The same approach for training networks on data works for language (resulting in “language models” and those with billions - and recently trillions - of parameters are “Large Language Models, or LLMs). Models are trained to predict what’s missing (e.g. “the quick brown fox j..ped over the lazy dog”), or what should come next. Text is fed into a model, passes through its network of algorithms, and the output is more text. Developers append words (e.g. “a helpful assistant says:”) to the text provided by a user. This causes the LLM to generate text that gives the illusion of being a conversational response by a helpful assistant.
The quality of a model’s output depends largely on three things: the data used in training; the algorithms that make up the model (and how the networks are arranged); and the computing power used to train them. The companies developing AI models are continuously improving each of these, and consequently releasing improved models regularly. In fact, the rate of improvements is itself increasing (better models are being released sooner).
In 2022, LLMs could generate short pieces of text but struggled with anything longer. Today, in June 2026, models beat PhD-level experts in some tasks, win maths olympiads, write expert code, and generate pages of coherent text on any topic. On IQ tests, they beat 9 out of 10 people. Tasks that take hours for human experts are increasingly accomplished by such models in minutes. They are used by academics, researchers, engineers, and mathematicians to accelerate their work.

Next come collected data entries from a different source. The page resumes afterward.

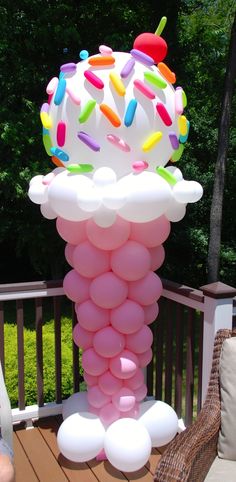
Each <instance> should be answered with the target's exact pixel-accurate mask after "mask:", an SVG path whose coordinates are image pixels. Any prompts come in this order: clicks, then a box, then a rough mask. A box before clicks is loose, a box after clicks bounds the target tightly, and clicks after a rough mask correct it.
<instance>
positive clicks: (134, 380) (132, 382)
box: [124, 368, 144, 391]
mask: <svg viewBox="0 0 236 482" xmlns="http://www.w3.org/2000/svg"><path fill="white" fill-rule="evenodd" d="M143 384H144V374H143V371H142V370H141V369H140V368H139V369H138V370H137V371H136V373H135V375H134V376H133V377H132V378H129V379H128V380H124V386H125V387H127V388H130V389H131V390H134V391H135V390H137V388H139V387H141V386H142V385H143Z"/></svg>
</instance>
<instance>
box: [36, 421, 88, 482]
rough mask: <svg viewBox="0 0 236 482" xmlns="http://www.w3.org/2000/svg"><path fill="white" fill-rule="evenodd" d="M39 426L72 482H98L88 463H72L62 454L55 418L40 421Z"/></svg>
mask: <svg viewBox="0 0 236 482" xmlns="http://www.w3.org/2000/svg"><path fill="white" fill-rule="evenodd" d="M37 426H38V429H39V431H40V433H41V435H42V437H43V438H44V440H45V442H46V443H47V444H48V446H49V447H50V449H51V451H52V453H53V455H54V457H55V458H56V459H57V461H58V463H59V465H60V466H61V468H62V470H63V472H64V473H65V475H66V477H67V479H68V480H69V481H70V482H97V478H96V477H95V475H94V474H93V472H92V471H91V469H90V467H89V466H88V465H87V464H86V463H75V462H71V461H70V460H68V459H66V458H65V457H63V455H62V454H61V453H60V450H59V448H58V445H57V439H56V437H57V432H58V428H59V424H58V422H57V420H56V419H55V418H54V417H49V418H48V419H41V420H39V421H38V423H37Z"/></svg>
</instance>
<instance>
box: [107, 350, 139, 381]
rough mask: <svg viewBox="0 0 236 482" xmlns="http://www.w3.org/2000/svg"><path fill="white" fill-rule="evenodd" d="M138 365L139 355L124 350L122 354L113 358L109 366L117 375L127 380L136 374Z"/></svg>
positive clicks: (138, 362)
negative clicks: (138, 355)
mask: <svg viewBox="0 0 236 482" xmlns="http://www.w3.org/2000/svg"><path fill="white" fill-rule="evenodd" d="M138 365H139V361H138V358H137V356H136V355H135V354H134V353H132V352H130V351H128V350H124V351H123V352H121V353H120V355H118V356H116V357H114V358H112V359H111V361H110V364H109V368H110V371H111V373H112V374H113V375H114V376H115V377H117V378H121V379H124V380H125V379H127V378H131V377H133V376H134V374H135V373H136V371H137V369H138Z"/></svg>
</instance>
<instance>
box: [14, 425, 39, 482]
mask: <svg viewBox="0 0 236 482" xmlns="http://www.w3.org/2000/svg"><path fill="white" fill-rule="evenodd" d="M13 447H14V466H15V473H16V476H15V480H16V482H22V481H24V482H38V480H39V479H38V477H36V475H35V472H34V470H33V468H32V465H31V463H30V461H29V459H28V457H27V455H26V453H25V451H24V450H23V448H22V445H21V443H20V441H19V439H18V437H17V434H16V433H14V434H13Z"/></svg>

The better the model, the greater its intelligence and autonomy, the more it’s worth. The companies developing these models are racing to build ever smarter models, and have publicly committed to the goal of building models that can themselves do the research to improve future models. Models which can be set to work endlessly towards better algorithms, model architectures, and training methods. This is called “recursive self-improvement”.

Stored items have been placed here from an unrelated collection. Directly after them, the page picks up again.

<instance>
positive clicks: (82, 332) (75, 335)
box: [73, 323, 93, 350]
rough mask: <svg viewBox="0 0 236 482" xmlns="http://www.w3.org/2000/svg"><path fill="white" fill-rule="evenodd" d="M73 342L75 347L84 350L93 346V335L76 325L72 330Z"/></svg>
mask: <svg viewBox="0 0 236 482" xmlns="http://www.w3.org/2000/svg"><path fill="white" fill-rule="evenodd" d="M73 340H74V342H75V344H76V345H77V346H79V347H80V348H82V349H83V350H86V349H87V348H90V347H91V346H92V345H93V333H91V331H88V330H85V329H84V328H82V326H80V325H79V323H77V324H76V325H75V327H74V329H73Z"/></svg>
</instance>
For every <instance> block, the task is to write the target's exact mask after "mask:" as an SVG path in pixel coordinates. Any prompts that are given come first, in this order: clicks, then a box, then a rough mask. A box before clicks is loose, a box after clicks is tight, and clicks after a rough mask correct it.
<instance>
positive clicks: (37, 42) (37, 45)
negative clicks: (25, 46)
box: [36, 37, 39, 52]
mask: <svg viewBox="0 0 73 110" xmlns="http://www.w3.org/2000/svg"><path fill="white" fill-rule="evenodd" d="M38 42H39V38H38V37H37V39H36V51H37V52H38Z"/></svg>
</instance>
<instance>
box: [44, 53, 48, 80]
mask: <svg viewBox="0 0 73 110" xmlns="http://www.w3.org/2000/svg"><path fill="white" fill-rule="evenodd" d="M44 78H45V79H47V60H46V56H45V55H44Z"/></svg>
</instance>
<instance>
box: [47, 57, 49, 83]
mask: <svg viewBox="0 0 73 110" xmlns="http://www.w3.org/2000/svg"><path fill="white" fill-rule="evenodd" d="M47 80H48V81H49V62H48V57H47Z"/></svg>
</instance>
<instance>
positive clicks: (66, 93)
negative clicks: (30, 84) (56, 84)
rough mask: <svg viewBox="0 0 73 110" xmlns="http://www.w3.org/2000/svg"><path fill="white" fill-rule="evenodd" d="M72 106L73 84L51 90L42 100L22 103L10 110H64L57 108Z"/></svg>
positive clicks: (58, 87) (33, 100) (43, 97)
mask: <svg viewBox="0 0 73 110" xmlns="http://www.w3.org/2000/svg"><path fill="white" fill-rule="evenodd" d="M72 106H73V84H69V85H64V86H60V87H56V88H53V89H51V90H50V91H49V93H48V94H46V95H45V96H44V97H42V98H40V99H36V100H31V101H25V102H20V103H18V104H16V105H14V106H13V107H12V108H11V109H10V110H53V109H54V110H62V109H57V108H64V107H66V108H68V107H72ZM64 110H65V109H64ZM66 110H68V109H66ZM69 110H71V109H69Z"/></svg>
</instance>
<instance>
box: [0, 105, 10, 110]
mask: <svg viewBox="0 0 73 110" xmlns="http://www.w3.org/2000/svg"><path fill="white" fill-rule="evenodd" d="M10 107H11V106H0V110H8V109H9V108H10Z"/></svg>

Current models can write plans, weigh options, make decisions, and perform any action that can be done with a computer. But our ability to monitor the behaviour of today’s models and to control them is limited. It will only become more difficult as models become more intelligent and develop greater autonomy. Researchers have found evidence that frontier models are able to change their behaviour when they recognise they’re being tested, intentionally fail tests to hide their abilities, deceive human evaluators to pass safety tests, bypass safety rules, and act against instructions.
AI could give every person access to expertise in law, medicine, and finance. It could rapidly accelerate scientific progress, helping to eliminate disease and poverty. But the same knowledge that cures disease is the knowledge that designs bioweapons. The same systems that foster equality can be misused in ways that exacerbate inequality, concentrate power, and facilitate authoritarianism.

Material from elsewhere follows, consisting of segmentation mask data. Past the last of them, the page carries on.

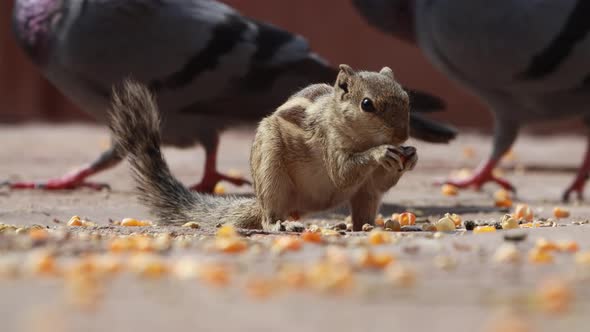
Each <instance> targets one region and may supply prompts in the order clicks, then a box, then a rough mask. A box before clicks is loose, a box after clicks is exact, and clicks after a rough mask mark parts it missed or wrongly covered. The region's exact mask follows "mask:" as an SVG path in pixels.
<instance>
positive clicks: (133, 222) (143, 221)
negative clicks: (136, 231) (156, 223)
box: [121, 218, 152, 227]
mask: <svg viewBox="0 0 590 332" xmlns="http://www.w3.org/2000/svg"><path fill="white" fill-rule="evenodd" d="M121 226H123V227H145V226H152V223H151V222H150V221H147V220H137V219H133V218H125V219H123V220H121Z"/></svg>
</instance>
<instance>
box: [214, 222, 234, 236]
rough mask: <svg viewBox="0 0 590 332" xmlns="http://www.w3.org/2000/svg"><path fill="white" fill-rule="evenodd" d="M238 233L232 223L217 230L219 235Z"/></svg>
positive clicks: (218, 234)
mask: <svg viewBox="0 0 590 332" xmlns="http://www.w3.org/2000/svg"><path fill="white" fill-rule="evenodd" d="M236 236H238V233H237V232H236V229H235V228H234V227H233V226H232V225H223V226H221V227H220V228H219V229H218V230H217V237H225V238H229V237H236Z"/></svg>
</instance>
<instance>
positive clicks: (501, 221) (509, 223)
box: [500, 214, 518, 229]
mask: <svg viewBox="0 0 590 332" xmlns="http://www.w3.org/2000/svg"><path fill="white" fill-rule="evenodd" d="M500 225H502V229H514V228H518V221H517V220H516V219H514V218H513V217H512V215H509V214H505V215H504V217H502V221H501V222H500Z"/></svg>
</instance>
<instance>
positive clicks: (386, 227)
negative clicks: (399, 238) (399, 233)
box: [384, 219, 402, 232]
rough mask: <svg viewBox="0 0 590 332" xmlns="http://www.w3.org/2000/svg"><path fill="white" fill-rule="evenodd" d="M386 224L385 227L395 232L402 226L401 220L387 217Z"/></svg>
mask: <svg viewBox="0 0 590 332" xmlns="http://www.w3.org/2000/svg"><path fill="white" fill-rule="evenodd" d="M384 226H385V227H384V228H385V229H387V230H390V231H393V232H399V231H400V230H401V228H402V226H401V225H400V223H399V221H397V220H391V219H387V221H386V222H385V225H384Z"/></svg>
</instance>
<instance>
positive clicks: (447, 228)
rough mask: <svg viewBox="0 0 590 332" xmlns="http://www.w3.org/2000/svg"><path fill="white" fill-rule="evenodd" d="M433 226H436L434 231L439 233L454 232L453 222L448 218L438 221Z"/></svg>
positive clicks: (454, 223)
mask: <svg viewBox="0 0 590 332" xmlns="http://www.w3.org/2000/svg"><path fill="white" fill-rule="evenodd" d="M434 226H436V230H437V231H439V232H452V231H454V230H455V222H454V221H453V220H452V219H451V218H450V216H445V217H444V218H442V219H439V220H438V221H437V222H436V223H435V224H434Z"/></svg>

Beyond misuse by humans, deeper dangers might lie in powerful AI systems autonomously pursuing goals. Asked to cure cancer, a model could logically reason it first needs a huge increase in computing power by building the world’s largest data centre, then decide it needs the world’s water to cool it and all the world’s sunlight to power it. Within the trillion-parameter model, we may simply be one unlucky variable. Overlooked by an indifferent algorithm. As models increasingly become integrated in the systems that run our world, this indifference risks catastrophe. This is what is meant by the term “existential risk”.